You say at the beginning of this podcast, "Silenced women bother me." I'm thinking about the woman in this first episode who was literally silenced. What other kinds of silencing of women do you talk about relating to her case, and in the podcast in general?
There actually are a few different episodes of the podcast that look at that question, that look as well at the kind of invisibility of women and also at the idea that women can't know things. There's an episode that's largely about why it is that disembodied female voices are the only female voices that communicate knowledge. So, you know, if you're in your car and you're trying to get directions, or you ask Alexa something or, you know, Siri tells you something. They're female voices that answer you back, but they're voices without bodies.
But when women have bodies, they can't know things. That is actually sort of a weird throughline across the 20th century. And there's a weird whole history of women in voice and recorded voice. That is something we play with quite a bit in the podcast. And one of the reasons the podcast has this quirky old-fashioned form of being a kind of 1930s radio drama, which is a kind of way to reclaim a form that was complicated for women.
Why did you want to tell the story in that way? Going back to sort of that old-timey radio sound?
Partly because I love that vibe, but also, the further back you go in time, the harder it is to find anything that has been recorded. We knew that we were going to be using reenactments, that we were going to take historical documents and have actors perform them that would embody the sound of a particular era.
Without giving away spoilers, the case of Lucina Broadwell was solved, at least in the sense that a jury convicted someone of her murder. But did you end up finding a different solution?

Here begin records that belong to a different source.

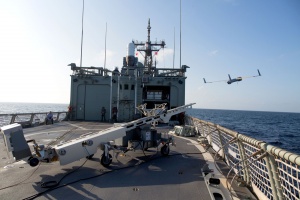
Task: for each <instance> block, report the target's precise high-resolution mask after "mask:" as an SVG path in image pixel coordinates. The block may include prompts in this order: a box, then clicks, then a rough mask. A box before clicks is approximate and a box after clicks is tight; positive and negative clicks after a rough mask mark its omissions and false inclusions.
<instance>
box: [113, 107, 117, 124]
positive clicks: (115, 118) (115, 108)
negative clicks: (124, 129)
mask: <svg viewBox="0 0 300 200" xmlns="http://www.w3.org/2000/svg"><path fill="white" fill-rule="evenodd" d="M112 113H113V117H112V120H113V121H114V122H117V113H118V108H117V107H113V108H112Z"/></svg>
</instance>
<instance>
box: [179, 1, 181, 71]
mask: <svg viewBox="0 0 300 200" xmlns="http://www.w3.org/2000/svg"><path fill="white" fill-rule="evenodd" d="M179 65H180V66H179V68H181V0H180V64H179Z"/></svg>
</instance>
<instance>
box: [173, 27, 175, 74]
mask: <svg viewBox="0 0 300 200" xmlns="http://www.w3.org/2000/svg"><path fill="white" fill-rule="evenodd" d="M174 63H175V27H174V52H173V69H174Z"/></svg>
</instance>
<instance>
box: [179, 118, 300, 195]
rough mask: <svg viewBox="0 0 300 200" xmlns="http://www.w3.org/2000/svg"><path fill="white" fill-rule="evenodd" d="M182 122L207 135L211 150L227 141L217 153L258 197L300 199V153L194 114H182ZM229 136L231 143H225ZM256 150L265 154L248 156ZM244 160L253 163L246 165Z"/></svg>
mask: <svg viewBox="0 0 300 200" xmlns="http://www.w3.org/2000/svg"><path fill="white" fill-rule="evenodd" d="M185 122H186V124H189V125H193V126H195V128H196V131H197V134H198V135H201V136H204V137H207V139H208V142H209V144H210V145H211V146H212V148H213V149H214V150H215V151H218V150H219V149H220V148H222V146H221V145H222V144H226V143H228V145H226V146H225V147H224V146H223V149H222V150H223V151H222V153H220V156H221V157H222V158H223V159H224V160H225V161H226V164H227V165H228V166H229V167H230V168H232V169H233V171H234V172H235V173H238V174H237V175H239V176H240V178H242V180H243V181H244V182H245V183H247V185H248V186H249V187H251V188H252V190H253V191H254V193H255V194H256V195H257V197H258V198H259V199H280V200H281V199H299V198H300V155H297V154H295V153H291V152H289V151H287V150H284V149H281V148H279V147H275V146H273V145H270V144H268V143H267V142H264V141H260V140H256V139H254V138H251V137H249V136H246V135H243V134H240V133H238V132H236V131H232V130H230V129H227V128H224V127H222V126H220V125H217V124H214V123H211V122H207V121H204V120H201V119H198V118H195V117H191V116H186V118H185ZM211 129H216V131H214V132H210V130H211ZM233 139H236V140H234V141H235V142H233V143H229V141H231V140H233ZM258 151H260V153H259V155H257V156H260V155H263V154H266V155H267V156H265V157H264V158H263V159H262V160H255V158H254V156H252V155H253V154H255V153H256V152H258ZM244 160H249V162H253V163H252V164H251V165H247V166H246V165H245V164H244ZM241 169H242V170H241Z"/></svg>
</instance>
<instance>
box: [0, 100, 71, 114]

Yeah. I mean, I went and re-investigated the crime the way anyone would do if they were trying to open up a case where they thought maybe there'd been a miscarriage of justice. I wasn't convinced there was a miscarriage of justice. The reason I wanted to reopen the case was that I wanted to find more about the murder victim. I didn't want to just have her be an inert photograph in my hands.
And in the course of doing that, I came to disagree with the jury's verdict in a way that surprised me. The Vermont state archives, having finally found the mislaid trial records, was what offered to me a new solution to the case.